Sound familiar? And so it should, but it should also sound incomplete. The learning provider/HR team that sees the benefits of e-Learning as being solely to do with cost-friendliness and effective skills transfer is one that fails to appreciate one of its biggest advantages.

Let me take you back a few years, to the dawn of the electronic age. Back then, many of the misty-eyed idealists pioneering the kind of technologies we now take for granted were doing so for the greater good. For some, the ‘e’ wasn’t about helping big business get bigger. Instead it was about creating a technology that would be a leveller. It wasn’t going to matter who you were, where you lived or what views you held. Everyone would have access to the same resources. From the global corporation to the village community to the man on the street, the ‘e’ would make put us all on the same level.

Now, does that sound familiar? Maybe not. Things rarely turn out as the idealists hope.
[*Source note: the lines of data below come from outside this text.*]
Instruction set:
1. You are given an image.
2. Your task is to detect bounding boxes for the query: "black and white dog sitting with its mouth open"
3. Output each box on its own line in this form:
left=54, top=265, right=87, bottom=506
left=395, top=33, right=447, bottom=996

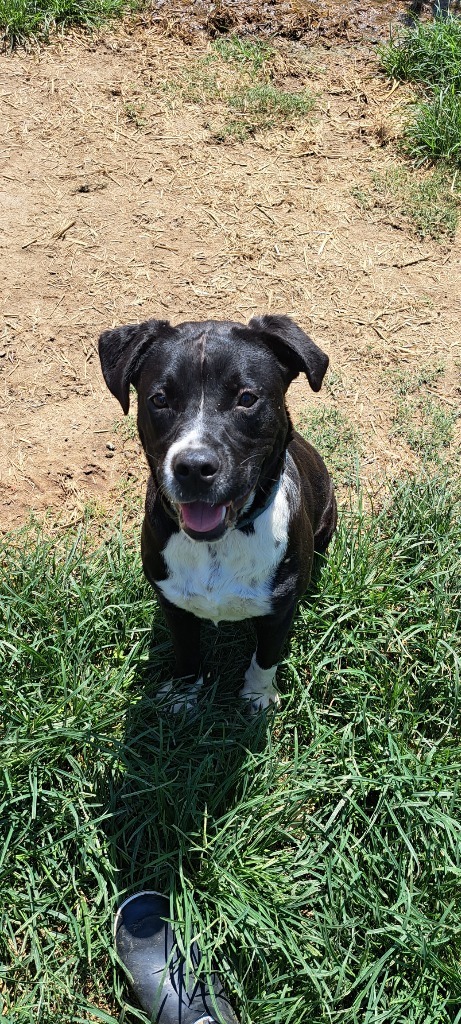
left=99, top=315, right=336, bottom=710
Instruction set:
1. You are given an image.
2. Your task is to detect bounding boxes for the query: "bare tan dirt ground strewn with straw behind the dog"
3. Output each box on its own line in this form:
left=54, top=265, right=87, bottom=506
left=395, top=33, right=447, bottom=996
left=0, top=22, right=461, bottom=528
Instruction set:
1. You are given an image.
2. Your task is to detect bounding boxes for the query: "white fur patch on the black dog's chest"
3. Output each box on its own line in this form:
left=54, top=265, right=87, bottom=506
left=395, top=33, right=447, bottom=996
left=157, top=480, right=290, bottom=623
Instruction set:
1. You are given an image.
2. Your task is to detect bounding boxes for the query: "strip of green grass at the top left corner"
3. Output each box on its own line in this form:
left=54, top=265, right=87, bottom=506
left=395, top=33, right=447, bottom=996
left=0, top=0, right=137, bottom=47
However, within the learning provider community, there are some of us who are actively working towards equality of training. The best example of this is in the form of disabled access to e-Learning courses.

According to the Labour Market Survey of 1999 there are currently about 3.1 million disabled people in employment, which equates to 12 per cent of the total workforce. Traditional classroom-based training can be problematic for people with disabilities for several reasons. Travelling to and from training for those who are immobile is inconvenient. For those with hearing and visual impairments, classroom-based training can also be difficult. One way of ensuring that all your staff, regardless of their ability, have easy access to consistent training is through implementing e-Learning, and for HR and training departments it is a welcome alternative to classroom-based training because of the flexibility and accessibility it offers. It can be carried out in the office or at home so travelling no longer becomes a problem. Good quality e-Learning contains high levels of text, audio and video which makes it easier for those with visual or hearing disabilities.

And good news for trainers - progress is being made to make e-Learning even more accessible. New technologies are constantly being tested and formulated to make learning as easy as possible for the disabled. Training providers are starting to integrate assistive technology - the technology used to provide easier access to learning technologies for people with disabilities - into their e-Learning solutions. To give you an example, how do you navigate an online course without the use of a mouse? With assistive technologies, if an individual is unable to use a mouse he or she can easily navigate a course using the keyboard.

This is significant progress which will raise the standards of accessibility and lower some of the barriers facing people with mobility, hearing and visual impairments. Courses that do not integrate assistive technologies mean that learners with disabilities have to deploy specialised third-party devices or technologies in addition to the courseware, which can set back learning progress.

With 6.6 million disabled people at a working age (approximately 20 per cent of the total workforce), the government is actively encouraging businesses to recruit disabled people . And while organisations are becoming more and more aware of their obligations to disabled people we still have a long way to go, and as we get there the provision of accessible training is going to become an increasingly important issue.

Fortunately new e-Learning technologies are helping many HR and training managers to provide equality in training for every member of staff, which for the many disabled employees in the UK is welcome progress.

So we might not yet be in the technological utopia of the ‘e’ pioneers, but we’re certainly in the process of levelling the playing field.